Is the era of Minority Report upon us? Social gaming and virtual goods have initiated a marketing revolution, enabling us to create digital versions of ourselves. We spend money on these digital avatars, exchanging gifts on Facebook and snatching up property for our Mafia Wars. The new platforms have presented new ways of monetizing the digital realm, and that means a new opportunity for advertising.
Ads have been uniquely integrated into many of these social, casual gaming and virtual goods environments, in part because they extend an option for the direct monetization of consumers, while also establishing a new world for marketing. The duality of these two aspects of social, casual gaming and virtual goods means that ads can stand to be more creative and integrated into the user’s experience.
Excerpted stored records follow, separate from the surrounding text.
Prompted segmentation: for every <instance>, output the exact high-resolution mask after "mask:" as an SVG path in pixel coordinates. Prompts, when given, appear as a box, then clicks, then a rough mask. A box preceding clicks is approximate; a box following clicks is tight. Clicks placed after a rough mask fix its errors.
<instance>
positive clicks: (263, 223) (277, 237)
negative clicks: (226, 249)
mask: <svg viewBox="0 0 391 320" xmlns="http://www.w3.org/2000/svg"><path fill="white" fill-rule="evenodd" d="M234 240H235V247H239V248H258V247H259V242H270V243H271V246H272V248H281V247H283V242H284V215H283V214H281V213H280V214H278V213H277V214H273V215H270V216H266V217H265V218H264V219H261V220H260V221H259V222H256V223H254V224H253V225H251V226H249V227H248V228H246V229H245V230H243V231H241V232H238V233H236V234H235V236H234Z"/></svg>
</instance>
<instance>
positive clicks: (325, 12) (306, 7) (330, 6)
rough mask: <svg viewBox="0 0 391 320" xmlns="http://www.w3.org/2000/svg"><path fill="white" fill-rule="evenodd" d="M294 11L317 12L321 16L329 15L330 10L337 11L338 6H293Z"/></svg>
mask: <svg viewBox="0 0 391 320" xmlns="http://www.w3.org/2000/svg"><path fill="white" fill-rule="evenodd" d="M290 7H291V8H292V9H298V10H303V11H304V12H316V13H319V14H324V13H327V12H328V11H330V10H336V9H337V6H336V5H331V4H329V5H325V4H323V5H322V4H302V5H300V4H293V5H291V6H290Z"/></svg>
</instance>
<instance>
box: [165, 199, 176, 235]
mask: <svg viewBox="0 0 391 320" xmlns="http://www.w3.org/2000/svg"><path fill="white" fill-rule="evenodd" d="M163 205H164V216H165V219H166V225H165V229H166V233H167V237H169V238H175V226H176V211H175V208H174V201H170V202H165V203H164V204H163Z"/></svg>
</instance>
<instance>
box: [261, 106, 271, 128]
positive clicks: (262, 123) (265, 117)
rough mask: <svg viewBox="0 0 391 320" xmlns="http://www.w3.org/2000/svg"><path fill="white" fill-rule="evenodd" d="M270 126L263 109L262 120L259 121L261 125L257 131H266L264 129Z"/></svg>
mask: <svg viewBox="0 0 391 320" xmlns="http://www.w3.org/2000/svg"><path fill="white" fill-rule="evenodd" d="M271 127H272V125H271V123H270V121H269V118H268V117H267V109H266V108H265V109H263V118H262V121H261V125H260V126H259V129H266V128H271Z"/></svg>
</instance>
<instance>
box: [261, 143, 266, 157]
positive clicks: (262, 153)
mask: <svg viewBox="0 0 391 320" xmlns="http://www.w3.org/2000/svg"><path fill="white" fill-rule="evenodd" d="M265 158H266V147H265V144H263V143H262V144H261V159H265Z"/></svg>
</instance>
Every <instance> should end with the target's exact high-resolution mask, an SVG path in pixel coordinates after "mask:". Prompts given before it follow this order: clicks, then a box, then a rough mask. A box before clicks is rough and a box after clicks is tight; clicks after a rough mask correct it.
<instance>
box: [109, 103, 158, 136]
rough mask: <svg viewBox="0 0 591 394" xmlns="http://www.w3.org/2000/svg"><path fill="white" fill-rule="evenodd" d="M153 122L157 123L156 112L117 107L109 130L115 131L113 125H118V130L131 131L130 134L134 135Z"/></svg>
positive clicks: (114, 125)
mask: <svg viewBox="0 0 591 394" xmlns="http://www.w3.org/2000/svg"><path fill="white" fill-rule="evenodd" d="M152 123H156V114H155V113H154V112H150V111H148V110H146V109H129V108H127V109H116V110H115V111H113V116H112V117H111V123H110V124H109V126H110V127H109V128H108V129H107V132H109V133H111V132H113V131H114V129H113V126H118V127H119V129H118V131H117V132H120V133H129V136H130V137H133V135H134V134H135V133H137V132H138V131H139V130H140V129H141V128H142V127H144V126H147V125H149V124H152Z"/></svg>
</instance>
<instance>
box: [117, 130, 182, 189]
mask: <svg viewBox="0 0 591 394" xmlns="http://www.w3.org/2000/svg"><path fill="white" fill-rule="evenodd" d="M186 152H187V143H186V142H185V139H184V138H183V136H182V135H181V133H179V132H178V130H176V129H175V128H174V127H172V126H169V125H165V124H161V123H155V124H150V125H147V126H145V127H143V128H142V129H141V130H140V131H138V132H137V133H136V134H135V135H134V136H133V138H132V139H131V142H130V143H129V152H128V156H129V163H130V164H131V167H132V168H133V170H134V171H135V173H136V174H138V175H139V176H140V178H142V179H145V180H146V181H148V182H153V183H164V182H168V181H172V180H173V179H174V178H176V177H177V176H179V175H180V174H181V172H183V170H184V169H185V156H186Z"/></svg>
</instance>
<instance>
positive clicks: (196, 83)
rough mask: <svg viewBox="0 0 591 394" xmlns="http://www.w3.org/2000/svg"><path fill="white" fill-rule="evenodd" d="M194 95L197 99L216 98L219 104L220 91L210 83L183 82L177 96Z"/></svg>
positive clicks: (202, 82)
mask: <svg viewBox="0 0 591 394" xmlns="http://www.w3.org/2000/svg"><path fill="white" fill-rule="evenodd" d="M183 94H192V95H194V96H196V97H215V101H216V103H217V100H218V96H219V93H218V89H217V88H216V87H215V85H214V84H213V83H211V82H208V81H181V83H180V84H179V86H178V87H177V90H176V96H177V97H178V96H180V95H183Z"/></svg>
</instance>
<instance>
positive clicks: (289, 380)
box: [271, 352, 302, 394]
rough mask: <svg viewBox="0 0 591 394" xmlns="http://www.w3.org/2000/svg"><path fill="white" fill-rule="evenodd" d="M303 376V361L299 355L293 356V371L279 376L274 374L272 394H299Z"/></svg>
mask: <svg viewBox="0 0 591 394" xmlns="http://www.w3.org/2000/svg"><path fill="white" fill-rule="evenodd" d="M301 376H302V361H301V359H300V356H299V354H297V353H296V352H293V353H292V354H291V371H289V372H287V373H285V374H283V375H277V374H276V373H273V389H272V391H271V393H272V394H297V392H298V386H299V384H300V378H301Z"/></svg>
Ads can be better utilized by participants instead of merely taking up space on a web or mobile screen.
The result is a quick uptake of such integrated marketing methods expected for the year of 2010. Social networking platforms such as Facebook have allowed virtual goods to take off at an alarming rate, with the leveraging of users’ social graph towards encouraging the users to get their friends involved. Other incentives, such as free virtual goods or credits that convert into an app-specific currency, have helped to build up the virtual goods economy as well.
With all of these advancements, what will the future of virtual goods and its associated marketing tactics hold? Right now, we’re seeing mobile and social network app markets grow at a hastening speed. Advertisers that have seen success in their budget-pinching efforts with online and mobile marketing campaigns are anxious to continue to explore these integrated options. The ability to provide a service as part of the marketing campaign has introduced new development methods for social and mobile apps, giving consumers an easier time taking to these new types of advertisements.
The consumer-centric methods that are being used by advertisers and app developers within virtual goods economies means that the very face of advertising could drastically change in the coming years. Our mobile devices will hold more of our personal information, and will be invariably tied to the activities of our every day lives. Even if it’s not specific to our shopping behavior, mobile game apps such as My Town make a game out of visiting different locations and reviewing them This new era for gaining consumer behavior and market research is placed in a guise of avid consumer participation, making it even easier to advertise to the masses, with a very personalized approach.
Hence, the coming of the Minority Report era. We may soon walk into a venue and receive a message on our phone, complete with coupons and other discounts. While this is becoming par for the course in other countries, the U.S. has been slower to adopt the virtual economy and its potential. What we will see on a global scale, however, is the reliance on our digital persona to represent our real world behavior. This will cause a great overlap in the money we spend online and offline, building out a series of industries that exist in this oncoming limbo.